Pflanzen und Thiere Vorder-Jndiens.
Der Reichthum der indischen Pflanzenwelt ist unermeßlich. Der Tikbaum
mit seinen 3 Fuß langen, 1£ Fuß breiten, unten silberweiß glänzenden Blättern
ist mächtig, wie unsere Eiche, und hat ein noch festeres Holz. An 100 Fuß
steigt die schlanke Palme empor, von der es hier mehr denn 20 Arten giebt.

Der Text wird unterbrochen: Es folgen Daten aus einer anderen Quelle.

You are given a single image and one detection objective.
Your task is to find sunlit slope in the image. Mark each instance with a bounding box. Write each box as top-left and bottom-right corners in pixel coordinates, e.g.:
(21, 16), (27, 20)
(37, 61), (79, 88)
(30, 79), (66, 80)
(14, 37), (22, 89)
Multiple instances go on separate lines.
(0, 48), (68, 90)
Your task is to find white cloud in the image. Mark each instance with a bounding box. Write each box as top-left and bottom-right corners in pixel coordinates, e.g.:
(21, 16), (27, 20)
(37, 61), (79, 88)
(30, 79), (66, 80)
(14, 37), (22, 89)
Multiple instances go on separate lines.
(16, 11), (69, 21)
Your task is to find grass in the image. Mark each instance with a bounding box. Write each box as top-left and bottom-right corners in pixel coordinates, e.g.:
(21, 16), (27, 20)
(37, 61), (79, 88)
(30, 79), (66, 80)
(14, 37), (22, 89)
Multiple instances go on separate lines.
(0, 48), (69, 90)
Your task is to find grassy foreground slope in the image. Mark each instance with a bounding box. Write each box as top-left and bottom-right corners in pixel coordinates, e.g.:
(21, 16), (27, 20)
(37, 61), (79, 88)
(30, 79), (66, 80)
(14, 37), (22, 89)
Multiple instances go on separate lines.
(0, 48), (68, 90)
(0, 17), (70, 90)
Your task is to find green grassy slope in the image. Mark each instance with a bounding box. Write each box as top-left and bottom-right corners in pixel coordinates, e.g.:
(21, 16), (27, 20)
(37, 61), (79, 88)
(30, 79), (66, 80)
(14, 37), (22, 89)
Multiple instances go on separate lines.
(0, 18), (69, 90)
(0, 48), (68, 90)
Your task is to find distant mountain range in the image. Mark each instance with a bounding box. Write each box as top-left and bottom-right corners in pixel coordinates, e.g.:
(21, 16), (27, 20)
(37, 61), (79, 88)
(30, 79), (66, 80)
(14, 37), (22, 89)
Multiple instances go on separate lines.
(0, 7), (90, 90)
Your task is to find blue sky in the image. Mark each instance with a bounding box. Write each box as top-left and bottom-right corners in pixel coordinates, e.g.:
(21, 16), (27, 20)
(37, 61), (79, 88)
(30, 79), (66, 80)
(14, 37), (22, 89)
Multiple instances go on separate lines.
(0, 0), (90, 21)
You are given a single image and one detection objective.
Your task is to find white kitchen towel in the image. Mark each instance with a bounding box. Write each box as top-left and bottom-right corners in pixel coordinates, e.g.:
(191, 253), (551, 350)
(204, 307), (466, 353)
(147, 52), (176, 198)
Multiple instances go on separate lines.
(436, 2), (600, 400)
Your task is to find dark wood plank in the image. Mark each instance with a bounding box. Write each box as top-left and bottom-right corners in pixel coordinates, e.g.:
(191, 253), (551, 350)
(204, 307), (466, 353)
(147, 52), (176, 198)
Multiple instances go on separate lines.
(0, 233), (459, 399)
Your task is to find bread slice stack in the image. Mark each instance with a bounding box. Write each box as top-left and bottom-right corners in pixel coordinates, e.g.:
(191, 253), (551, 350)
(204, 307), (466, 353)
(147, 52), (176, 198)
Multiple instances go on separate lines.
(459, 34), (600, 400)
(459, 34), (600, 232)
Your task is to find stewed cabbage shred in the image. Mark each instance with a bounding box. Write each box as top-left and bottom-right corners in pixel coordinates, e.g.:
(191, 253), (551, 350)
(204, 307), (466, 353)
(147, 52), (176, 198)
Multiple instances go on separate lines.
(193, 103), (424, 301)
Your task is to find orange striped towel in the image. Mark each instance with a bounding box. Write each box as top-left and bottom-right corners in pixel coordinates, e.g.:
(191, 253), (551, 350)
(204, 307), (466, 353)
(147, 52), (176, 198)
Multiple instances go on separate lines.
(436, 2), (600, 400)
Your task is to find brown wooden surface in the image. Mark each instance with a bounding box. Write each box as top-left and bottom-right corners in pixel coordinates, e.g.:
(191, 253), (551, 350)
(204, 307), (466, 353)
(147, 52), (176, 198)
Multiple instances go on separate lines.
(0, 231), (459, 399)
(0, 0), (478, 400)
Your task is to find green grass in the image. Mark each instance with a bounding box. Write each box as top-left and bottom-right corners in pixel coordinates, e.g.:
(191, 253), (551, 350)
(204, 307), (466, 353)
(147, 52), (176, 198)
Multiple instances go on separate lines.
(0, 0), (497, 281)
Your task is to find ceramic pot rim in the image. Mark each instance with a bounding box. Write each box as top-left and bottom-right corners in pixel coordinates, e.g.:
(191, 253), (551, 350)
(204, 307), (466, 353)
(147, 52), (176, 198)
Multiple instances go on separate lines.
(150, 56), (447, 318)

Der Banianenbaum senkt aus der Höhe von 100 Fuß Rauken zur Erde, welche
wieder Wurzeln schlagen und einen neuen Baum bilden, so daß in kurzer
Zeit ein einziger Baum sich in einen Wald verwandelt, durch dessen dichtes
Laub kein Sonnenstrahl hindurchdringen kann. Eine Baniane bei Patra hat
60 Hauptstämme, und ihr Schatten hat um Mittag 1500' im Umfange. Die
baumartige Banane dagegen treibt jährlich Stämme von 20' Höhe mit
Blättern von 10' Länge und 2' Breite und trägt eßbare Früchte von 30 U.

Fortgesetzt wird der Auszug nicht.